Warring States Period

Warring States, 245 to 235 BCE

The Zhou Dynasty Declines

In the 700s BCE the Zhou Dynasty began to decline in power. According to legend, a Zhou emperor named You Wang appointed the son of his concubine as his heir, rather than the son of his wife. This angered the queen, and she and her father allied themselves with a nearby nomadic tribe called the Chuanrong. You Wang is described as having wasted his energies on pleasures and as having neglected the defense of his realm. In 771 BCE, Chuanrong tribesmen overran the Zhou capital (in the Wei Valley near what in the coming centuries would be the city of Xianyang). They killed the emperor, and then with friendly wishes they sent the queen, her father and the queen's son away to a new capital, Luoyang, and the queen's son become the next Zhou emperor.

Local lords across the Zhou empire responded to the Chuanrong victory over You Wang by making themselves powers in their own right, and the new Zhou emperor and his successors were unable to recover their power over these local lords. The new Zhou emperors lost the revenues that previous Zhou emperors had received from the provinces, and they survived on the taxes they received from those who worked their personal, nearby lands. The Zhou emperors continued to issue edicts and to conduct religious ceremonies that according to custom they alone were allowed to perform. They also maintained at their court numerous officials and many priests, but they now ruled the Zhou empire in name only.

With the decline in power of Zhou emperors came wars between the local lords. Each local lord had his own army. Each jealously adhered to the formalities that symbolized his status, and each created his own court of law. Some local lords pursued vendettas against a neighboring lord, or one raided another lord's land in search of loot. Lords entered into alliances with each other, sometimes through marriage. They made treaties and exchanged goods. But for some lords war was a sport – better than a good hunt. Often wars were fought as a gentleman's activity, with battlefield courtesy such as letting an opponent cross a river and form ranks before attacking. They believed that heaven disapproved of extreme measures and that a ruthless victor might suffer from the displeasure of the gods.
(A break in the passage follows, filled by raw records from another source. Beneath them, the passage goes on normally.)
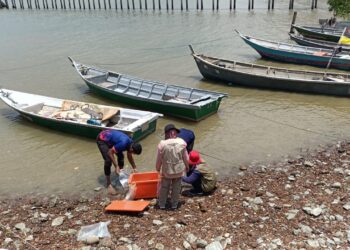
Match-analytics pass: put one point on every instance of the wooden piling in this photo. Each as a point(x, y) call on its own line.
point(293, 21)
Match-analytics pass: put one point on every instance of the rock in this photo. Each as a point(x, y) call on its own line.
point(29, 238)
point(200, 243)
point(57, 221)
point(186, 245)
point(159, 246)
point(305, 229)
point(291, 214)
point(214, 246)
point(347, 206)
point(191, 238)
point(20, 226)
point(336, 185)
point(317, 211)
point(157, 222)
point(7, 241)
point(313, 243)
point(92, 239)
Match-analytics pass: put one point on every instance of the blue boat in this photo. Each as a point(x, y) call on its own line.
point(297, 54)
Exercising what they believed was their religious authority, the Zhou emperors maintained a collection of scholarly specialists on morality, festivals and sacrifices. And local lords imitated the Zhou emperors and attracted scholars to their courts to conduct their sacrifices and funerals and to teach their children. A new age of scholarship had appeared, and among the scholars was a man named Kongfuzi, to be Latinized to Confucius.